Flatten (reassign values of) hotspots in a matrix - r

I have a matrix in the following format:
set.seed(1)
m = matrix(sample(c(0,0,0,1),25,rep=T), nrow=5)
m[13] = 4
print(m)
[,1] [,2] [,3] [,4] [,5]
[1,] 0 1 0 0 1
[2,] 0 1 0 0 0
[3,] 0 0 4 1 0
[4,] 1 0 0 0 0
[5,] 0 0 1 1 0
Consider [3,3] is some hotspot that we want to 'flatten' by spreading it's value across the nearest neighbouring/nearby cells of zero value.
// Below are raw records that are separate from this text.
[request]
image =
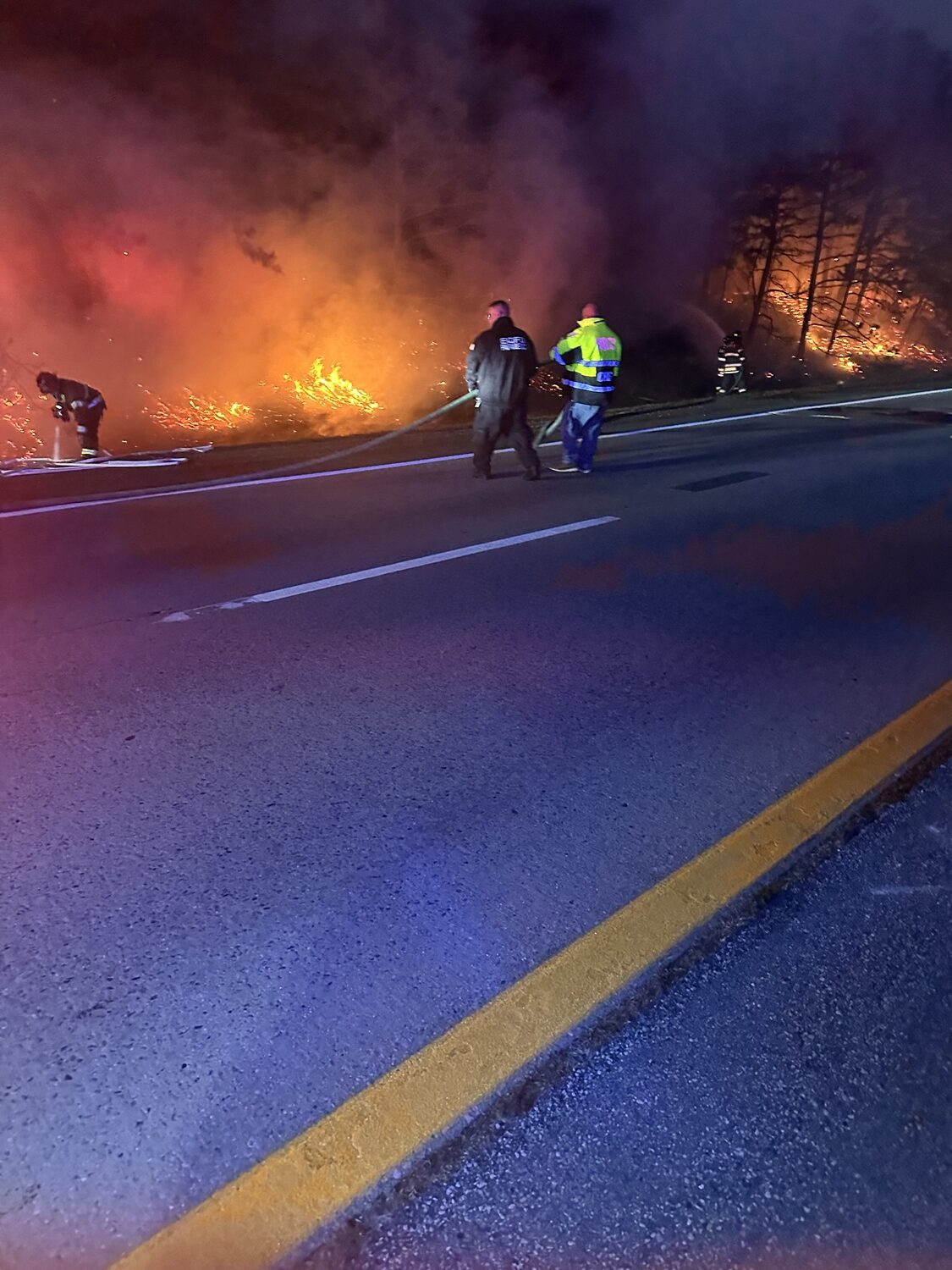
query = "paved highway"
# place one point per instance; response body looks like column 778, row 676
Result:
column 787, row 1107
column 258, row 853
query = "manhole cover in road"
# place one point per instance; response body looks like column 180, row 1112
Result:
column 715, row 482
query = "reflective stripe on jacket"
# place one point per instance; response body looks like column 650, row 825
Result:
column 591, row 357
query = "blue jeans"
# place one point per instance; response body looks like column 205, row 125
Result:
column 581, row 428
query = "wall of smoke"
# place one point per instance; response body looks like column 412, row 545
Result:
column 211, row 195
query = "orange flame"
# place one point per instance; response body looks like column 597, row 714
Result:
column 330, row 390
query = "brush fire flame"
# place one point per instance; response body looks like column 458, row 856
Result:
column 18, row 437
column 330, row 391
column 317, row 394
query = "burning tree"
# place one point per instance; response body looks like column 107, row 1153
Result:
column 829, row 257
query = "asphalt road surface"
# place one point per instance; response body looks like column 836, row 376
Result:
column 787, row 1107
column 256, row 855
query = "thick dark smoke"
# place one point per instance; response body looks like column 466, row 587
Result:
column 211, row 193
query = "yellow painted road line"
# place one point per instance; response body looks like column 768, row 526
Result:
column 277, row 1204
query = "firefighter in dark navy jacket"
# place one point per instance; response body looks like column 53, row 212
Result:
column 84, row 403
column 500, row 363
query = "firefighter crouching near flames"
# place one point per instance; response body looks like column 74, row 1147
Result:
column 591, row 357
column 499, row 366
column 730, row 365
column 85, row 403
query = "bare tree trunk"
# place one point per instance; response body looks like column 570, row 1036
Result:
column 870, row 248
column 913, row 320
column 870, row 218
column 817, row 257
column 767, row 272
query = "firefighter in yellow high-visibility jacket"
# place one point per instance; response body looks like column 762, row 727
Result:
column 589, row 357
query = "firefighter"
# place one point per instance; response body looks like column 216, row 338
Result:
column 730, row 365
column 499, row 366
column 85, row 403
column 589, row 357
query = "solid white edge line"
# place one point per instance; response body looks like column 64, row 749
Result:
column 343, row 579
column 139, row 497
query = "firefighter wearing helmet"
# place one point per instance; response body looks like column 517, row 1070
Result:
column 730, row 363
column 83, row 403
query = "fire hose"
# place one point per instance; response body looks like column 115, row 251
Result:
column 349, row 451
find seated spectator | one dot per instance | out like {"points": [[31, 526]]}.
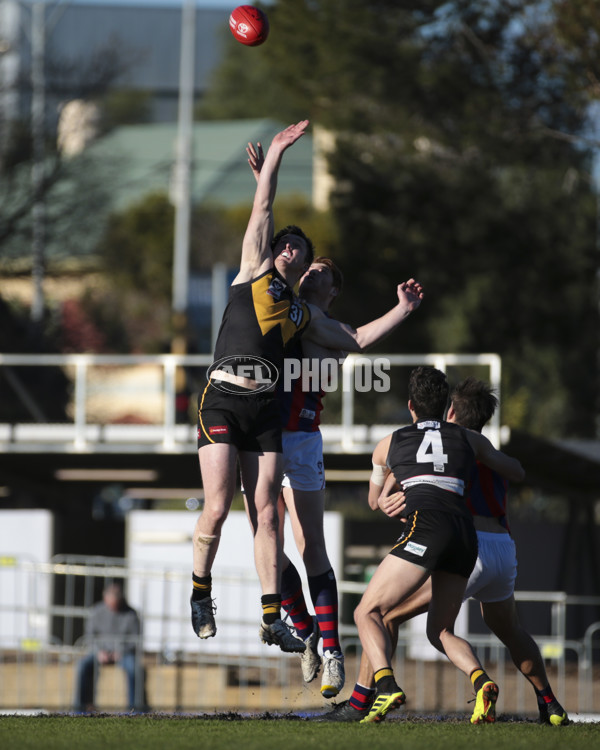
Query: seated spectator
{"points": [[112, 632]]}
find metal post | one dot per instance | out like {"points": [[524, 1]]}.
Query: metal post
{"points": [[38, 128], [183, 164]]}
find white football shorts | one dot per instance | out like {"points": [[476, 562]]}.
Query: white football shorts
{"points": [[493, 577], [303, 460]]}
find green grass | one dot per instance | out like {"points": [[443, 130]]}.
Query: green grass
{"points": [[258, 733]]}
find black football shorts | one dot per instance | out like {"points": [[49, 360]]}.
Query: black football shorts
{"points": [[437, 540], [250, 421]]}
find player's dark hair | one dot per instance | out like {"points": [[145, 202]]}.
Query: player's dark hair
{"points": [[293, 229], [336, 274], [428, 391], [474, 403]]}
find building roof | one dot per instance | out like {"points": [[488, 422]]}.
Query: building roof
{"points": [[220, 173]]}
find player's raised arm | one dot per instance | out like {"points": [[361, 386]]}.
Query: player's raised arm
{"points": [[508, 467], [380, 471], [331, 333], [257, 256]]}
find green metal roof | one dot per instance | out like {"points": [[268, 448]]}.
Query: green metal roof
{"points": [[220, 173]]}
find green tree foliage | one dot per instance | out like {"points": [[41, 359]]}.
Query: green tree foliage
{"points": [[461, 159]]}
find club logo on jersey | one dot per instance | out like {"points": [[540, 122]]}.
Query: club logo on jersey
{"points": [[416, 549], [276, 289], [220, 429], [242, 375]]}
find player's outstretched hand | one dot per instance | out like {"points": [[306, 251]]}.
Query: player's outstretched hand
{"points": [[290, 135], [256, 158], [410, 294]]}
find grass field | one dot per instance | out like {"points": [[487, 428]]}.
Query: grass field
{"points": [[165, 732]]}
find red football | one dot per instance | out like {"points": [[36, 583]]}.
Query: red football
{"points": [[249, 25]]}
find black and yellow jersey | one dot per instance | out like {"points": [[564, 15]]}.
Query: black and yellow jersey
{"points": [[261, 318]]}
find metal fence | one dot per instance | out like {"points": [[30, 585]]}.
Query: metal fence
{"points": [[43, 607], [101, 385]]}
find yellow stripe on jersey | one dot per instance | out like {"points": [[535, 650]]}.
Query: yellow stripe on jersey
{"points": [[208, 437], [410, 533], [291, 317]]}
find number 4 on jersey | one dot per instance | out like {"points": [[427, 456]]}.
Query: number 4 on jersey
{"points": [[431, 450]]}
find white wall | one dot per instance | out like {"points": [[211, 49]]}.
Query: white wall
{"points": [[25, 538]]}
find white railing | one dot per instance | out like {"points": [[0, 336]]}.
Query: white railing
{"points": [[88, 432]]}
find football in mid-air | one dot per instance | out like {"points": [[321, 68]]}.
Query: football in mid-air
{"points": [[249, 25]]}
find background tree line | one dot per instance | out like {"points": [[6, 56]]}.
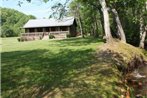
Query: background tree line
{"points": [[122, 19], [12, 21]]}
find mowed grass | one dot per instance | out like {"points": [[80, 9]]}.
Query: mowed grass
{"points": [[54, 69]]}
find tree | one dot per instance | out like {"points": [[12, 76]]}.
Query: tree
{"points": [[12, 22]]}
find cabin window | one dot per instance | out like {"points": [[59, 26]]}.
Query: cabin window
{"points": [[53, 28], [47, 29]]}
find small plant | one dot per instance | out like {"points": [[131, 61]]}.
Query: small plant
{"points": [[68, 35], [19, 39], [51, 36]]}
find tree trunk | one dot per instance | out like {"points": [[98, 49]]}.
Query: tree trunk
{"points": [[119, 26], [108, 35], [81, 28], [141, 45]]}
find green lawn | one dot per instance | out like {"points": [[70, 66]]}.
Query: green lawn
{"points": [[55, 69]]}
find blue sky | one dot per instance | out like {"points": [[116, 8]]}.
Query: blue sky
{"points": [[36, 7]]}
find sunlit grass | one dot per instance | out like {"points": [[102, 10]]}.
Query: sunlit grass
{"points": [[56, 69]]}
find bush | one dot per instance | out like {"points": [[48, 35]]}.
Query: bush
{"points": [[51, 36], [18, 39], [68, 35]]}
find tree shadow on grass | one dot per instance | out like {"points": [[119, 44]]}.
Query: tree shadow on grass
{"points": [[35, 73], [78, 41]]}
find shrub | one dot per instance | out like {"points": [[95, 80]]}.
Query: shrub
{"points": [[19, 39], [68, 35], [51, 36]]}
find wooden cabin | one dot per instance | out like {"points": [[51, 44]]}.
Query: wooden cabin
{"points": [[45, 27]]}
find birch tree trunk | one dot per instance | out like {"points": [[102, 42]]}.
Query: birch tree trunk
{"points": [[108, 35], [81, 28], [119, 26], [141, 45]]}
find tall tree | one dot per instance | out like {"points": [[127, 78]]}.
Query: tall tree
{"points": [[106, 21]]}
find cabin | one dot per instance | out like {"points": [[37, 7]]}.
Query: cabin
{"points": [[42, 28]]}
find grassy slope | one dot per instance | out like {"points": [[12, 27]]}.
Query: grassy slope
{"points": [[60, 69], [50, 68]]}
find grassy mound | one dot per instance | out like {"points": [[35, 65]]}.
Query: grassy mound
{"points": [[125, 56]]}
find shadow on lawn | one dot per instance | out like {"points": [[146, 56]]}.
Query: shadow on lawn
{"points": [[38, 72], [78, 41]]}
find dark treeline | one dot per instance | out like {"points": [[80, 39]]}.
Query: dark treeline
{"points": [[127, 20], [12, 21]]}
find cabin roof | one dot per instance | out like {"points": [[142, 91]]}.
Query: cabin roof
{"points": [[34, 23]]}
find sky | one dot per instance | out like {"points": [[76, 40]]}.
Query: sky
{"points": [[36, 7]]}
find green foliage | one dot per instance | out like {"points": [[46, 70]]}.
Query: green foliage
{"points": [[12, 21], [51, 36]]}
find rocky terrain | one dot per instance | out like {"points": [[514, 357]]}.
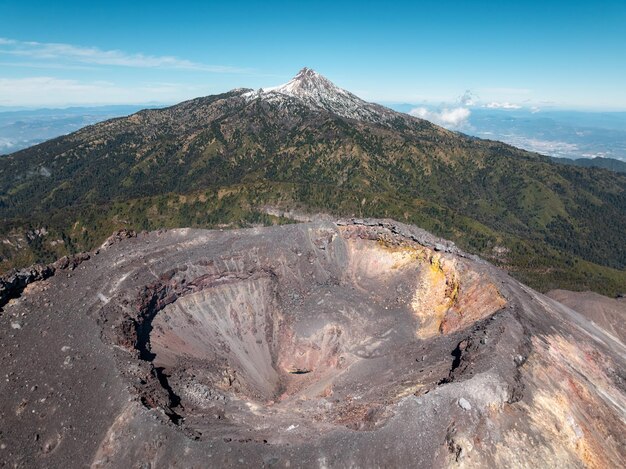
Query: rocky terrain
{"points": [[608, 313], [355, 343], [312, 146]]}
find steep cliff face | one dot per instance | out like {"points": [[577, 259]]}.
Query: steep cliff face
{"points": [[357, 343], [310, 145]]}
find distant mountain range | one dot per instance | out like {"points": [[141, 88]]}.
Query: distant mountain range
{"points": [[245, 157], [24, 128], [606, 163]]}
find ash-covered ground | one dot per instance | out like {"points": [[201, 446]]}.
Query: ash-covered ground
{"points": [[361, 343]]}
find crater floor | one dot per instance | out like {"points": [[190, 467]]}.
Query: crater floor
{"points": [[358, 343]]}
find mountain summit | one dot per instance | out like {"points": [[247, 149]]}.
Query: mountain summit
{"points": [[318, 92], [312, 145]]}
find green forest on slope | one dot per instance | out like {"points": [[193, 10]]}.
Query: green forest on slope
{"points": [[219, 161]]}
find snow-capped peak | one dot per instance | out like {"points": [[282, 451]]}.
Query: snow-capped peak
{"points": [[317, 91]]}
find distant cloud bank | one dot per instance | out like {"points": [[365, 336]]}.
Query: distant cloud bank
{"points": [[59, 54], [453, 118], [504, 105]]}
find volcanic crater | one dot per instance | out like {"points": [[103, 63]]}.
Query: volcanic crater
{"points": [[350, 343], [329, 330]]}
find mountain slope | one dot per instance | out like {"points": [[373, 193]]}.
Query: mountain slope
{"points": [[311, 145]]}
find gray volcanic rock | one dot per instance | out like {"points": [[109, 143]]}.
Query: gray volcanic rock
{"points": [[608, 313], [357, 343]]}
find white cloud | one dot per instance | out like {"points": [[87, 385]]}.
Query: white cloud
{"points": [[503, 105], [452, 118], [50, 91], [468, 98], [67, 53]]}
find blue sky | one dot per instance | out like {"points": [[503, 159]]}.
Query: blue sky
{"points": [[534, 54]]}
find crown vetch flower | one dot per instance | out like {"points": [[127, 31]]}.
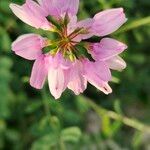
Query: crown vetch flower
{"points": [[70, 61]]}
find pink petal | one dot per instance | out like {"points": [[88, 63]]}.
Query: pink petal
{"points": [[98, 75], [98, 70], [77, 82], [86, 25], [108, 21], [39, 73], [59, 8], [107, 48], [57, 80], [116, 63], [31, 13], [28, 46], [69, 6]]}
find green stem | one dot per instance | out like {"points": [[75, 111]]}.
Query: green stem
{"points": [[45, 103], [113, 115]]}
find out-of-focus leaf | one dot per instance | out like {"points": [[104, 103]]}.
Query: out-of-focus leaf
{"points": [[5, 41], [134, 24], [47, 142], [71, 134]]}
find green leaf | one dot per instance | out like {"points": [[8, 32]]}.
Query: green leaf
{"points": [[71, 134], [46, 142], [134, 24]]}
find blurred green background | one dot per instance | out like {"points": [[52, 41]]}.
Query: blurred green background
{"points": [[31, 119]]}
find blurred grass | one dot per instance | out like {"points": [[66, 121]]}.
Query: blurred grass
{"points": [[31, 119]]}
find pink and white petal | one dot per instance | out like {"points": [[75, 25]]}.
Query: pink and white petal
{"points": [[78, 85], [77, 82], [28, 46], [58, 8], [108, 21], [98, 70], [86, 25], [116, 63], [69, 6], [51, 7], [72, 25], [57, 80], [39, 73], [107, 48], [102, 86]]}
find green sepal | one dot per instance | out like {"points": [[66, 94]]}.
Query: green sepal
{"points": [[82, 51], [49, 48], [54, 22]]}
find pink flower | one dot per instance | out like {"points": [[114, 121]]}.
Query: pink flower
{"points": [[70, 61]]}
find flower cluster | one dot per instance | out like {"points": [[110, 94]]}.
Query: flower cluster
{"points": [[69, 61]]}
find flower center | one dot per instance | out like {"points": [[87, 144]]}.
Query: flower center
{"points": [[65, 43]]}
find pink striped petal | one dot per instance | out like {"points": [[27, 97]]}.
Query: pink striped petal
{"points": [[57, 80], [98, 75], [28, 46], [69, 6], [108, 21], [106, 49], [98, 70], [32, 14], [116, 63], [77, 82], [86, 25], [59, 8], [39, 73]]}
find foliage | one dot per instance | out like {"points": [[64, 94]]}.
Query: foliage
{"points": [[31, 119]]}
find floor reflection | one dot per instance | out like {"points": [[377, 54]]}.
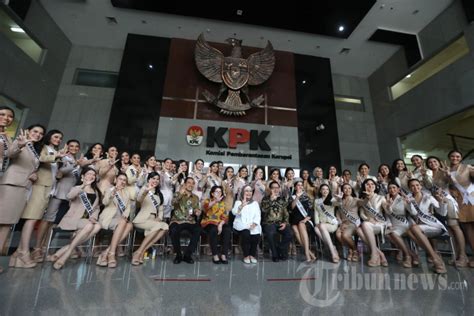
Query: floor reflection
{"points": [[290, 287]]}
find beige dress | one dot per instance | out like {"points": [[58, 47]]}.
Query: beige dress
{"points": [[110, 216], [43, 187], [14, 183], [75, 217], [150, 219]]}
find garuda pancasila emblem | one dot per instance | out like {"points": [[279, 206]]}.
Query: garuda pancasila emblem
{"points": [[234, 73]]}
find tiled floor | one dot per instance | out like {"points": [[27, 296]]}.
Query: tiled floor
{"points": [[267, 288]]}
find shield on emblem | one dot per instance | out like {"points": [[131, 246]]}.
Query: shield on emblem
{"points": [[235, 72]]}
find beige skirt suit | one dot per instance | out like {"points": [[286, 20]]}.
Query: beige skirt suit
{"points": [[42, 188], [15, 182], [110, 216], [77, 217], [149, 218]]}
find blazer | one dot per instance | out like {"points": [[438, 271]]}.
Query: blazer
{"points": [[23, 163], [45, 174], [69, 180], [77, 209], [111, 206], [147, 207]]}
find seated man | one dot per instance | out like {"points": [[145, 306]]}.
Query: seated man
{"points": [[184, 218], [275, 219]]}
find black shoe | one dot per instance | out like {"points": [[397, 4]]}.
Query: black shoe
{"points": [[188, 259], [224, 261], [177, 259]]}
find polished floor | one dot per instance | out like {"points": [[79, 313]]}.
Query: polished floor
{"points": [[160, 287]]}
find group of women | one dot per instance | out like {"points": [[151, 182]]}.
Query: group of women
{"points": [[42, 182]]}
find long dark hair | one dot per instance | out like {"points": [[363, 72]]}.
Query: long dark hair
{"points": [[93, 184], [49, 134], [395, 171], [38, 145], [157, 189], [89, 154], [327, 200], [362, 188]]}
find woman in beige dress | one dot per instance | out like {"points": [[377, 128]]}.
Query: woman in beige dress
{"points": [[115, 216], [150, 217], [41, 190], [108, 170], [14, 185], [462, 176], [82, 216]]}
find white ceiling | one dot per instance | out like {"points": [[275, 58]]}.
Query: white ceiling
{"points": [[84, 23]]}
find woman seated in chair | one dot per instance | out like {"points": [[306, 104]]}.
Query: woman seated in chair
{"points": [[399, 225], [301, 218], [150, 217], [423, 205], [115, 216], [81, 216], [372, 212], [325, 219], [215, 221], [348, 214]]}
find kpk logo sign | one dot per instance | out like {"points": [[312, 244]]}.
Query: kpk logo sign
{"points": [[255, 138], [195, 135]]}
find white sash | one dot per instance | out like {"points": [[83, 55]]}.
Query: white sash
{"points": [[86, 203], [121, 204], [427, 219], [354, 220], [302, 210], [5, 160], [333, 220], [466, 193]]}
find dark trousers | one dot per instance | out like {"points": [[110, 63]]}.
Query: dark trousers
{"points": [[211, 231], [175, 231], [248, 242], [278, 248]]}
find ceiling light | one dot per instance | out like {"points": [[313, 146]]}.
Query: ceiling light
{"points": [[17, 29]]}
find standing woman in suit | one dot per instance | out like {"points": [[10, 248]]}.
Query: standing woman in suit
{"points": [[6, 119], [41, 189], [150, 217], [107, 169], [67, 177], [81, 216], [14, 185], [115, 216]]}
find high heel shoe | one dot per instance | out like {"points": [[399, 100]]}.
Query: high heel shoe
{"points": [[12, 261], [102, 260], [111, 261], [355, 256], [439, 266], [383, 260], [374, 261], [136, 258], [23, 260], [58, 265], [407, 262], [37, 255]]}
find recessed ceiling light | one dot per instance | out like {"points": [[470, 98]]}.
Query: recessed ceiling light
{"points": [[17, 29]]}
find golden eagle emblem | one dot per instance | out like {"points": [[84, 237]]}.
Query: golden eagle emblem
{"points": [[234, 73]]}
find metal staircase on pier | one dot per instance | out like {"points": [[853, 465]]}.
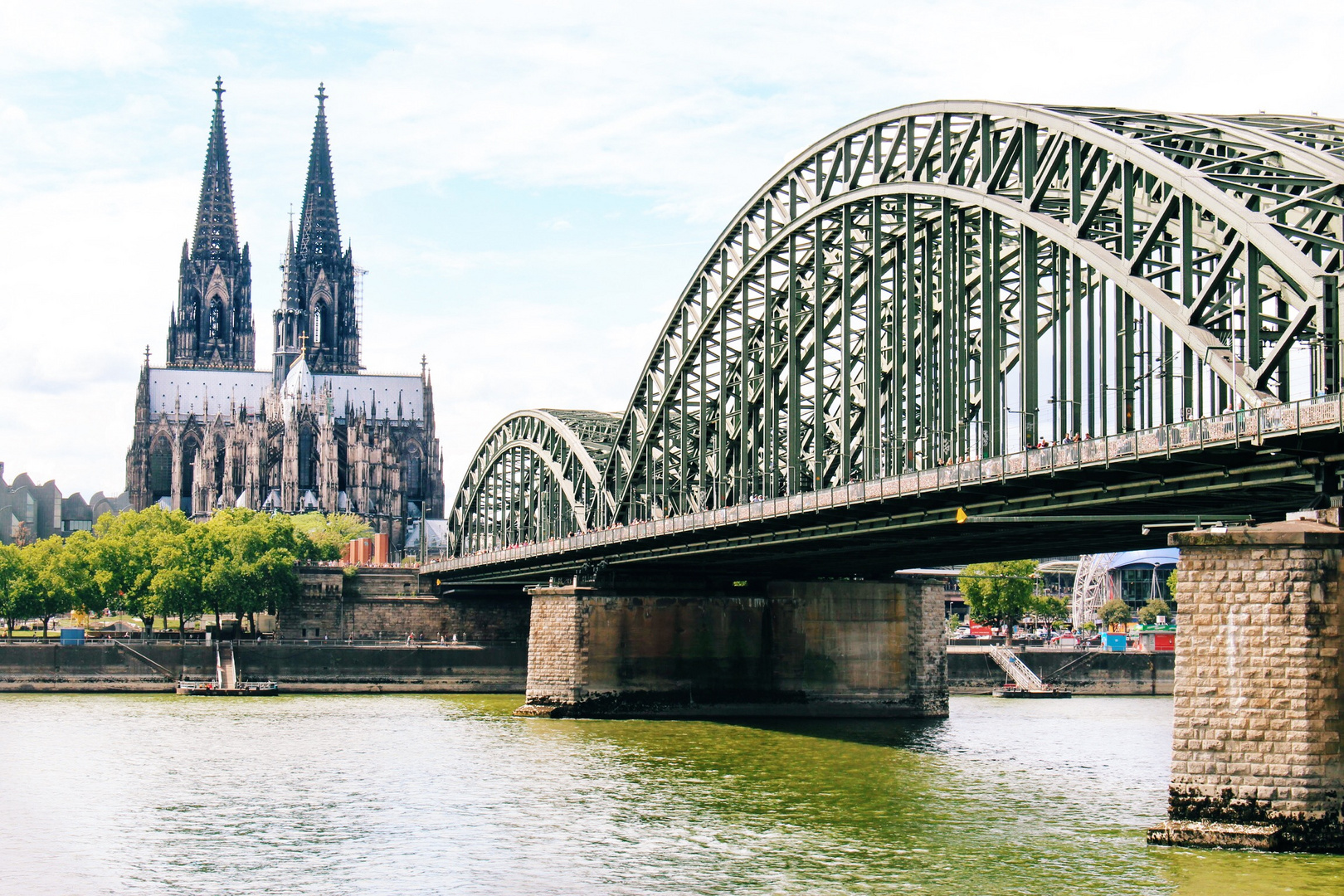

In this case that means assigning 1 to cells [2,3], [3,2] and [4,3] so that [3,3] can also be reduced to 1:
[,1] [,2] [,3] [,4] [,5]
[1,] 0 1 0 0 1
[2,] 0 1 1 0 0
[3,] 0 1 1 1 0
[4,] 1 0 1 0 0
[5,] 0 0 1 1 0
Is anyone aware of a matrix/raster operation that can achieve this efficiently, while preserving the sum total of all the cells?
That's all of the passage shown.